Their debut self-titled record felt like the soundtrack to the end of a party, with Jamie xx’s intricately soft production and Romy and Oliver’s whispery yet intimate vocals. Tracks such as “VCR” and “Crystalized” were like little secrets that the band was sharing with you and it felt incredibly personal, despite the seemingly unenthused nature of the vocals, which to me only added to the intimate feeling of the record and less to the sense of apprehension.
The xx’s second record Coexist focused more on the vocals and the songwriting aspect of their music, which subsequently meant that Jamie had a smaller role. Ultimately, the record ended up being a lot brighter, and not just because of the album cover, and the lack of Jamie’s mesmerizing drum programming from their self-titled debut greatly hindered its success.
Releasing his own solo record In Colour in 2015, Jamie stated that the next xx record was going to be highly influenced from the same sound, prompting a possible large presence of Jamie’s production on another xx record, because to me, Coexist was more of Romy and Oliver’s record than it was Jamie’s. That first record showed how well they could all work together, but Coexist and In Colour showed how they each had progressed. The culmination of it all was well over due.
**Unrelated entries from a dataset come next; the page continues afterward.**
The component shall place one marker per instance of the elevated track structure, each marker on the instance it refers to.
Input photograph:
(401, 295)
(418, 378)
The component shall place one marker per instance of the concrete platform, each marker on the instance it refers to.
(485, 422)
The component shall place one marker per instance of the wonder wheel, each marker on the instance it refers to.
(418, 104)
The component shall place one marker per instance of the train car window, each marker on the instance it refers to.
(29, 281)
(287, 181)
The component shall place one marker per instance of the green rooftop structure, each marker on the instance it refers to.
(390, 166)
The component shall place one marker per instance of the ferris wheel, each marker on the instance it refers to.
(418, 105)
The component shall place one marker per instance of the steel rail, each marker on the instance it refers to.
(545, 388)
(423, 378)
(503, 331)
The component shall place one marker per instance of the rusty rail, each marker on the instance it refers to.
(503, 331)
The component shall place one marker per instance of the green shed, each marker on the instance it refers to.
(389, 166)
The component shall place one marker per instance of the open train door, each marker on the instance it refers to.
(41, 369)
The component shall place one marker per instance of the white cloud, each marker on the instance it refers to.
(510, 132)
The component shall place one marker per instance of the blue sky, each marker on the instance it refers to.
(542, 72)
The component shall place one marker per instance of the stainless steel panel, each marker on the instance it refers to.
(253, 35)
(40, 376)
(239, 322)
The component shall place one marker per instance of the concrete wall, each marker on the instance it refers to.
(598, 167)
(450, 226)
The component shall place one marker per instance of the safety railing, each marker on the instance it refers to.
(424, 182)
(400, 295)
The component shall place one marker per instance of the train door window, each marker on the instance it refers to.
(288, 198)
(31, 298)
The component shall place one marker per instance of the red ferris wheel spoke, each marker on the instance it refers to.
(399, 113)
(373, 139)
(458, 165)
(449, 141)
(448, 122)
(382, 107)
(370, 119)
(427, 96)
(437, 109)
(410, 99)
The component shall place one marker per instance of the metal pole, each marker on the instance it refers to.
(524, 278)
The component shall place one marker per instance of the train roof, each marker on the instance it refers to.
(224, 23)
Jamie’s presence is clear right off the bat with “Dangerous,” bringing back that card-shuffling sound of his production style, now mixed with the brighter and more sample-driven sound of In Colour. Altogether I See You is their most expansive feeling record yet, especially noticeable with songs like “Say Something Loving,” which isn’t written any larger than “Heart Skipped A Beat” from their debut record, but feels more wide and open.
There are a lot more songs here that I enjoyed than on Coexist, but I See You is even brighter than before, and that’s something that I’m still not used to from The xx. I loved the feeling of their first record, like as if I had made a new friend at some edgy London house party and we shared personal stories all night. I See You is more, dare I say, “radio friendly.” Now, they’re really trying. There’s nothing wrong with that, it’s just not the reason or setting in which I enjoy the music of The xx.